Dato’ Hajeedar’s contributed to the inclusion of a conservation chapter in Kuala Lumpur 1st Structure Plan; his conservation and restoration works on Industrial Courts, Infokraf Centre, Kuala Lumpur Museum; conservation and re-adaptation work on Carcosa Seri Negara, commercial projects such as the high rise office buildings for Development Bank, MNI Twin Tower, Telekom Regional Office, PNB Service Apartments and the Tabung Haji Building in Ipoh. Religious projects include the Abu Bakar As –Siddiq mosque in Bangsar, the IIUM Mosque in the Gombak Campus; the SAAS mosque in Petaling Jaya, Putrajaya Musollas in Precinct 8 and 9 and Islamic Centre and National Mosque in Republic of Maldives.
Dato’ Ar. Hajeedar is an active member of the Institute of Malaysian Architects (PAM), he was President of PAM (1985-87), he was also involved in the initiative for Aga Khan Foundation For Islamic Architecture in 1980 and the Architect advisor to Kuala Lumpur City Hall for 11 years.
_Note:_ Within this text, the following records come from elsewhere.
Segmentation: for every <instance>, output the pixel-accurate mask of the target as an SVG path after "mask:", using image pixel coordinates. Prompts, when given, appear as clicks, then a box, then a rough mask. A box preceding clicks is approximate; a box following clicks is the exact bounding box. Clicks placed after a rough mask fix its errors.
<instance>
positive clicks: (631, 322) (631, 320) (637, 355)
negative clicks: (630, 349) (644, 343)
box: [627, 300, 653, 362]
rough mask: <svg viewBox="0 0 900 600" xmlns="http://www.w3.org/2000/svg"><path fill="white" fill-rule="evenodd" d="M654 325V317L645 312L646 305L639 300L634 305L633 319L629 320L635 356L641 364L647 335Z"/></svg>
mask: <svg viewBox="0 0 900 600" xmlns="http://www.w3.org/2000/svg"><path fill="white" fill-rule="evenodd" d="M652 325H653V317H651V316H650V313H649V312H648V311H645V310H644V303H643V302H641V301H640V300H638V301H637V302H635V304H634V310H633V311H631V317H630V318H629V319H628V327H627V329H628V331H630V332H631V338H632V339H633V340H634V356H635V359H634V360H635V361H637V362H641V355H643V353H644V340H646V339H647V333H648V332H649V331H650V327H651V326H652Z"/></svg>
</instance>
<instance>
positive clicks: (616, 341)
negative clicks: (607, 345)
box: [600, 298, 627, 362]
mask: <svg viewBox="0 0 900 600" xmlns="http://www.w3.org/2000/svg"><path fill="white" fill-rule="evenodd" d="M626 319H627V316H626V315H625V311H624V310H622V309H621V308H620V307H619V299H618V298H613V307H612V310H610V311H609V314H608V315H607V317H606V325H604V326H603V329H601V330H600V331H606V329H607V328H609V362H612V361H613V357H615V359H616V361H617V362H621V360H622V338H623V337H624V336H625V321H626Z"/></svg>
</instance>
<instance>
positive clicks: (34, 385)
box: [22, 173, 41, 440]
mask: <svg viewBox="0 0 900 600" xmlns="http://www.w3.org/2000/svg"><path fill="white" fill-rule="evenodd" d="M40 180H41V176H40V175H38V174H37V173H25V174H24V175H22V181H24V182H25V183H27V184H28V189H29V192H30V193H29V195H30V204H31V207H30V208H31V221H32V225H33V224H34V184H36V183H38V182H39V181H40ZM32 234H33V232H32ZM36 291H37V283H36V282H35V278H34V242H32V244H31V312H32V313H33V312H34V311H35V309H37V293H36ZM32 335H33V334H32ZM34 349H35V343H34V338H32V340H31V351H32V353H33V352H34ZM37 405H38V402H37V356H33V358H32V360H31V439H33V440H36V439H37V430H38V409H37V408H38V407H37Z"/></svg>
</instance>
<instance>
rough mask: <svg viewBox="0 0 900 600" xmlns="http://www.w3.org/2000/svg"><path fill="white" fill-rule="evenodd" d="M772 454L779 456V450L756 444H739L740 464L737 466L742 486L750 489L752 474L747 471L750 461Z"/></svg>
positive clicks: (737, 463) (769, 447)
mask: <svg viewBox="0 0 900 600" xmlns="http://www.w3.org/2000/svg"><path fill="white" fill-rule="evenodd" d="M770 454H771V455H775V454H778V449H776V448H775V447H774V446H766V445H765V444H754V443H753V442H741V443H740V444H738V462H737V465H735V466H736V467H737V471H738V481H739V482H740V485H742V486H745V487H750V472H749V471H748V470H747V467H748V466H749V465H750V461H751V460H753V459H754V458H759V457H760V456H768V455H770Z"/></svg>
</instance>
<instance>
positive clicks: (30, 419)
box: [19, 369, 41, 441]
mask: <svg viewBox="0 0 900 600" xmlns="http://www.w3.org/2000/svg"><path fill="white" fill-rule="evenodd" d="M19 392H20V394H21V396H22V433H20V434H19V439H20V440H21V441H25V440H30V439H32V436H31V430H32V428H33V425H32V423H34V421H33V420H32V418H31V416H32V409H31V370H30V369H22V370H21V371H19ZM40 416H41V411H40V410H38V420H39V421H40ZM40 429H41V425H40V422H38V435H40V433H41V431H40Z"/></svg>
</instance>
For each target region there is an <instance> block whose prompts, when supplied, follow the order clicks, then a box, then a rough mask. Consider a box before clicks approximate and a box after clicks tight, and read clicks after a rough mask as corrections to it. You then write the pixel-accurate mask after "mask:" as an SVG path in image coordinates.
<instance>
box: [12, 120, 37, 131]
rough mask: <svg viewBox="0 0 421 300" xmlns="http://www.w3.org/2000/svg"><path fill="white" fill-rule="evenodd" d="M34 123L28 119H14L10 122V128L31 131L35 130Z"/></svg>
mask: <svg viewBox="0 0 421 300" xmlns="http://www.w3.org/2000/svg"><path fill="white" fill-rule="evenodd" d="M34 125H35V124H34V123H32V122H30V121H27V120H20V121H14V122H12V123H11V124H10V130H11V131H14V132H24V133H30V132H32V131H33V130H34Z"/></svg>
For his conservation and restoration works, he was awarded the Penguin Prize by the Norwegian Government in 1985. He has been conferred Datukship from Selangor (2009) & Negeri Sembilan (2015) and received the PAM Gold Medal Award in 2012.
Ahmad Jefri Clyde
Ahmad Jefri Clyde received his Bachelor of Economics from the University of Queensland, Australia. He started his profession at the Department of Trade & Industry, Australia in 1972. His first stint in Malaysia was Daya Bina Akitek Sdn.Bhd. After 7 years, Ahmad joined Country Heights Sdn. Bhd as Technical Manager before becoming Principal for AJC Planning Consultants. He is currently Director for AJC Planning Consultants Sdn.Bhd since 2002.
Ahmad Jefri has received numerous awards for his contribution to town planning, such as the FIABCI Award for Residential Development in 1992, the FIABCI Award for Planning, Urban Redevelopment, Rehabilitation & Conservation in 2003, the Negeri Sembilan Town & Country Planning Award for Best Planned Neighbourhood and the MIP Award for Best Planned Housing Scheme for the Bukit Jelutong Township in Shah Alam.
He is currently a member of the Planning Institute of Australia and the Corporate Member of the Malaysian Institute of Planners. Ahmad Jefri also became a member of the Board of Town Planners in Malaysia in 2000.